Une configuration stratégique

La structure de Kinshasa a été ainsi voulue par le colon pour lui permettre de contrôler  la population et tenir la masse  loin du centre-ville.   Ainsi, il suffit de bloquer la colonne de la ville qui part de la cathédrale du centenaire protestant jusqu’au croisement des avenues Lumumba et Université, en passant par le pont Caby pour que  toute la ville soit paralysée. Les masses ne pourront traverser la ville, ni de l’Est à l’Ouest, ni du Sud au Nord.

Une ville à sens unique

La deuxième raison d’embouteillages à Kinshasa est que la ville fonctionne à sens unique. Ce fonctionnement à sens unique est dû à la mauvaise répartition des services sur toute l’étendue de la ville. Les services comme l’administration, les banques, les marchés, les universités, etc. dont les kinois ont besoin  et qui justifient  leur déplacement journalier sont inéquitablement répartis sur la ville. La commune de la Gombe concentre la quasi-totalité de ces services à telle enseigne que chaque jour, les gens doivent se déplacer le matin dans le même sens pour avoir accès à ces services et le soir, le sablier est renversé et tout le monde prend le sens contraire pour rentrer chez soi.

Désengorger la ville

Pour rendre la circulation fluide dans la ville de Kinshasa, il faudrait premièrement construire des nouvelles routes qui relient l’Est et l’Ouest, pour que le couloir Triomphal-Sendwe ne reste pas un passage obligé pour traverser la ville de l’Ouest à l’Est. Certaines tracées pour ces nouvelles routes existent déjà. C’est par exemple le projet de la route qui partirait du rond-point abandonné derrière la station Ma Campagne à Kintambo jusqu’à la Fikin.

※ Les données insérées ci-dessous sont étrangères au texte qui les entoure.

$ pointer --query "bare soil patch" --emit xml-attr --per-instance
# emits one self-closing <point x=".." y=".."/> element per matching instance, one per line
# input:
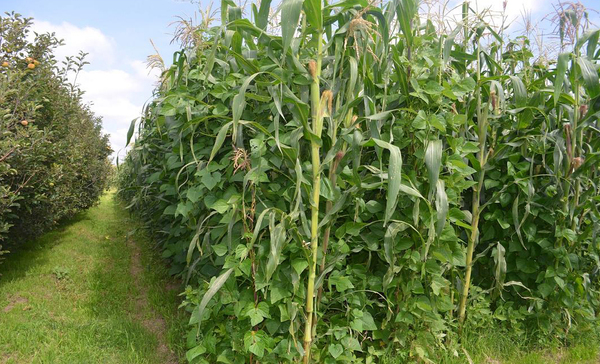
<point x="152" y="321"/>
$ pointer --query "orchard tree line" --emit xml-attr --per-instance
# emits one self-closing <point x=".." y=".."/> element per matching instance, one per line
<point x="53" y="154"/>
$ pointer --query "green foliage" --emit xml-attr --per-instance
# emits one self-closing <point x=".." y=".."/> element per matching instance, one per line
<point x="53" y="156"/>
<point x="372" y="172"/>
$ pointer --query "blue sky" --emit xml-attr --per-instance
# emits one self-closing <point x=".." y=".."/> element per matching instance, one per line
<point x="117" y="34"/>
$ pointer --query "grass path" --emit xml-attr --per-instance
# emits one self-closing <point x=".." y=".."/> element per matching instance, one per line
<point x="89" y="292"/>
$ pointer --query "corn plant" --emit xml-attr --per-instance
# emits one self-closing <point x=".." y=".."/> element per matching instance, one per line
<point x="341" y="189"/>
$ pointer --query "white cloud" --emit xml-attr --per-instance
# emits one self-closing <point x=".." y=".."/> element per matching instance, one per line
<point x="115" y="91"/>
<point x="100" y="47"/>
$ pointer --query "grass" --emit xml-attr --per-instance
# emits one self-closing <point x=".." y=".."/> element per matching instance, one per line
<point x="88" y="292"/>
<point x="499" y="347"/>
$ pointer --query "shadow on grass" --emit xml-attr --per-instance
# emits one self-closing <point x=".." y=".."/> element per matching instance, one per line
<point x="23" y="256"/>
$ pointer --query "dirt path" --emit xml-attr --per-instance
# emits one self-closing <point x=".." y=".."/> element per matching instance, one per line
<point x="155" y="323"/>
<point x="89" y="292"/>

Elle pourrait se prolonger jusqu’à Ndjili pour que tout le monde ne soit pas obligé de passer par le pont Matete pour accéder à l’Est de la ville.

Deuxièmement, il faudrait désengorger Kinshasa en créant certains services dans la partie Est de la ville où il y a assez d’espace et plus de  population au lieu de les obliger de venir tous les jours en ville à l’Ouest.